「水面に映る者」

園の奥深くに存在する小さな池。
その池は、長い間人々から遠ざけられ、忘れられた存在となっていた。
この池には、昔から「目を合わせるな」という言い伝えがあった。
その理由は、池の水面に映る影が、ただの水面に浮かぶものではなく、別の存在を映し出すからだった。

ある夏の夜、友人たちと肝試しに訪れた私たちは、その池を見つけた。
月明かりに照らされた水面は、まるで甘美な誘いのようだった。
誰かが「面白そうだから、みんなで見てみよう」と言い出し、私たちは意を決して池のそばに近づいた。

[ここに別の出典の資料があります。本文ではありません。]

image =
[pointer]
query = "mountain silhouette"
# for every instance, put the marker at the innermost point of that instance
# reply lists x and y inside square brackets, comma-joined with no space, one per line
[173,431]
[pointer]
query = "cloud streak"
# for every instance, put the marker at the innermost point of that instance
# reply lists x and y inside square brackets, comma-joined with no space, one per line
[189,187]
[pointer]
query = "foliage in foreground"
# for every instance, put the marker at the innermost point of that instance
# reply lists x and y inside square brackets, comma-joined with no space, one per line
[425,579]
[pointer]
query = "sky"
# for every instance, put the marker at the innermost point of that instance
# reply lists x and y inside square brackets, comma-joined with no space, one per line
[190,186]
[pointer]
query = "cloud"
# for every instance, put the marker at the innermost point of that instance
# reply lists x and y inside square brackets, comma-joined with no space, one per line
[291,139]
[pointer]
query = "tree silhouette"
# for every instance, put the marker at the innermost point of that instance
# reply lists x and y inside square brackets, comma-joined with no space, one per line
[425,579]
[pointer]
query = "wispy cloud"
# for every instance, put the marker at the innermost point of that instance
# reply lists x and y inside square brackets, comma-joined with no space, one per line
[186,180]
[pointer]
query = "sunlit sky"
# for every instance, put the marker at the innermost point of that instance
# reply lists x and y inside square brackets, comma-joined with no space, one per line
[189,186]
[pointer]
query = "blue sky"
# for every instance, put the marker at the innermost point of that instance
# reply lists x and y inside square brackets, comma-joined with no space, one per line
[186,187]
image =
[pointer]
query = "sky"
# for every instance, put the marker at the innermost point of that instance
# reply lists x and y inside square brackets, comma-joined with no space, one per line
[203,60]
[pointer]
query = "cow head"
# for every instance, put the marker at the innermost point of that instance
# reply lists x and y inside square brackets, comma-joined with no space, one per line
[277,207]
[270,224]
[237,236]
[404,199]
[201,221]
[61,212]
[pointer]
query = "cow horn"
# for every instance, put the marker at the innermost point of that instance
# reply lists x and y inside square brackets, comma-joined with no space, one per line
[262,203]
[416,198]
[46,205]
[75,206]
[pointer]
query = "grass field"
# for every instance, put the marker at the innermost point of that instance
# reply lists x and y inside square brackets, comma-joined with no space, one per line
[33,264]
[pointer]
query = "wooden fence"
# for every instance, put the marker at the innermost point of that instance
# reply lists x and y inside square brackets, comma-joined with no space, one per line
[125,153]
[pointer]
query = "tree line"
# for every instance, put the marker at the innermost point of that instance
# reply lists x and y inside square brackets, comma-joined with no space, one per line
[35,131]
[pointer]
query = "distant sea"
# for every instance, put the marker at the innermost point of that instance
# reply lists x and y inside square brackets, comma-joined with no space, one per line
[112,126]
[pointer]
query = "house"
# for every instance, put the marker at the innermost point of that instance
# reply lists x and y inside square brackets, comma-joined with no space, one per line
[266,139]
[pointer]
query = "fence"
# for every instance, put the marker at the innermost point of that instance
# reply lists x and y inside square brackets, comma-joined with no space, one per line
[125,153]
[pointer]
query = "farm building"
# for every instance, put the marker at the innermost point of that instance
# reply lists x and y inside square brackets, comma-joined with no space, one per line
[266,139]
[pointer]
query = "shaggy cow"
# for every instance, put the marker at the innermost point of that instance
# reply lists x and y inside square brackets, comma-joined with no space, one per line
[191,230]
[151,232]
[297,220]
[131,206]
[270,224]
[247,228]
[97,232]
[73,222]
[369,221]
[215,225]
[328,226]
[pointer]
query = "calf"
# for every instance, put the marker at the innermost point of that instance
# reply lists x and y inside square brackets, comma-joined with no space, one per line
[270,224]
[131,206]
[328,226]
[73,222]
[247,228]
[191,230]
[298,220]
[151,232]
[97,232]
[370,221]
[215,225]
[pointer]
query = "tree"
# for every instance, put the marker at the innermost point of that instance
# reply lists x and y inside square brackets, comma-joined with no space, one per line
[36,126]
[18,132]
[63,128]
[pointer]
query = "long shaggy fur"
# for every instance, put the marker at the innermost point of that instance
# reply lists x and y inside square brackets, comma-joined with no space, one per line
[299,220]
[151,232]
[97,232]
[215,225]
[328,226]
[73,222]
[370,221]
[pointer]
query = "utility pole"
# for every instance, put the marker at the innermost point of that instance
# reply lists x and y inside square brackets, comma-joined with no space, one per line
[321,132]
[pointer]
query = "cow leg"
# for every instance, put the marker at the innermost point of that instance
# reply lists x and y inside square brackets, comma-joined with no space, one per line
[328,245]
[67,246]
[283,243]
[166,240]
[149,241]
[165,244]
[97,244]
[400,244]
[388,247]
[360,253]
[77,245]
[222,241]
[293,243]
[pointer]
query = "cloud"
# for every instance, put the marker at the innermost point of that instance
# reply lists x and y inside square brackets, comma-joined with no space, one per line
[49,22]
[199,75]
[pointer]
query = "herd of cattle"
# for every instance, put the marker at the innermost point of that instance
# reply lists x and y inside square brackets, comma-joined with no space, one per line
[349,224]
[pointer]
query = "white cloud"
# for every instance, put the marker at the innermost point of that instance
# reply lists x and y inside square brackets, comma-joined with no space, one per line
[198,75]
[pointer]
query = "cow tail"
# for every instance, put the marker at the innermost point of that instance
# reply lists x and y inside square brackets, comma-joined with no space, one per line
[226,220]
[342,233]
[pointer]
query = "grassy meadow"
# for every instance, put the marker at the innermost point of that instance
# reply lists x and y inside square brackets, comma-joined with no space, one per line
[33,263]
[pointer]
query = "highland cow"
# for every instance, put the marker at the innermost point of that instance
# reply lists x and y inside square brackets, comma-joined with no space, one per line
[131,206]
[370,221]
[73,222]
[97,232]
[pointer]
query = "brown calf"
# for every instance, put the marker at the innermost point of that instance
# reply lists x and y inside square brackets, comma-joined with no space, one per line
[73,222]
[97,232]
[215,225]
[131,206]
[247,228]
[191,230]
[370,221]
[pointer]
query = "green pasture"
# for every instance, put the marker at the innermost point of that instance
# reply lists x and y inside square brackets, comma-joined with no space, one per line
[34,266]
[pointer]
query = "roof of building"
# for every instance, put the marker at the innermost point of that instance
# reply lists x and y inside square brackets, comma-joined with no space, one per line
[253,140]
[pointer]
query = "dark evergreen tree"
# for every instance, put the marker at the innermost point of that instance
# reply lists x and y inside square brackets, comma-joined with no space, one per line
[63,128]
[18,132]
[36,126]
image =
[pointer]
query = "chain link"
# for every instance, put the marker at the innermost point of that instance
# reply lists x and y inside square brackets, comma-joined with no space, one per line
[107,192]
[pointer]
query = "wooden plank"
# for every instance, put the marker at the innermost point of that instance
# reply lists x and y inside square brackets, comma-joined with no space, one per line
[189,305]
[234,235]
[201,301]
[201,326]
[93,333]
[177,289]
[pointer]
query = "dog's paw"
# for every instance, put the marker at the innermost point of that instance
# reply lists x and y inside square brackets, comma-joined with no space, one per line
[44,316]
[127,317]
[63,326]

誰も池の水面を直接見ることはしなかったが、何かが私たちを引き寄せているように感じた。
ひとりの友人が顔を近づけ、影が動くのを見た。
その瞬間、彼は驚きの声を上げた。
「なんだ、あれは!」

私たちは一瞬にしてその場の空気が凍りついたのを感じた。
池の水面には、従来の自分たちの姿が映っているのではなく、異なる風景が広がっていた。
それは、古い木々に囲まれた庭のようだった。
だが、その空間には異様な静けさが漂っていた。
まるで、時間が止まっているかのように。

その庭の中心には、一人の女性が立っていた。
彼女は白い衣服をまとい、長い黒髪を月明かりに映していた。
私たちが気づかなかっただけで、彼女がずっと私たちを見つめているようだった。
その視線が私たちの心をざわつかせた。
なぜか、彼女の存在を感じるたびに身震いしてしまった。

友人の一人が、「その人、目を合わせるなって言ってたじゃないか!」と叫んだ。
しかし、恐怖を感じつつも、その女性に引き寄せられる感覚が私たちを支配していた。
そして、その女性は微笑みを浮かべると、ゆっくりと指を伸ばして池の水面を撫でた。

その瞬間、池の水面が波打ち、異なる映像が現れた。
それは、かつてこの場所で生活していた人々の姿だった。
彼らは楽しそうに笑い合い、そして、穏やかな日常を送っていた。
しかし、次第にその表情が変わり、彼らは池に引き込まれていくかのように見えた。

私たちは言葉を失った。
かつての住人たちが、そこの池に飲み込まれ、消えてしまったということが、理解できたからだ。
恐怖心が急速に膨らみ、逃げなければと考えた。
だが、私の足は動かなかった。

友人の一人が転び、その音にハッと我に帰った。
私たちはその場から逃げ出そうと必死で走り出した。
振り返るたび、池の水面はいつの間にか動き、あの女性の姿がぼんやりと映し出されているようだった。
彼女は微笑んでいたが、その微笑みはどこか不気味で、私たちに何かを訴えているようにも思えた。

やがて、息を切らしながら園の外に出た私たち。
しばらくその恐怖から逃れることができたかと思いきや、心の底に深い影が残った。
それ以降、私たちはその池には近づかないと誓い合ったが、時折夢の中にあの女性が現れるようになった。
その夢の中では、彼女は私たちに何かを伝えたそうに微笑んでいたが、決して目を合わせることはできなかった。

それから数年が経った今でも、私たちはあの恐ろしい夜を忘れることができない。
池のことを話すたび、みんなの心が重くなる。
かつての住人たちが、今もあの池の水面に佇んでいるのかもしれない。
彼らもまた、私たちと同じ思いを抱えているのだろうか。
そして、あの女性の微笑みは、私たちに何を訴えようとしていたのか。

園は静まり返り、今も誰も近づくことはない。
その池は、いつの間にか記憶の中で静かに眠り続けている。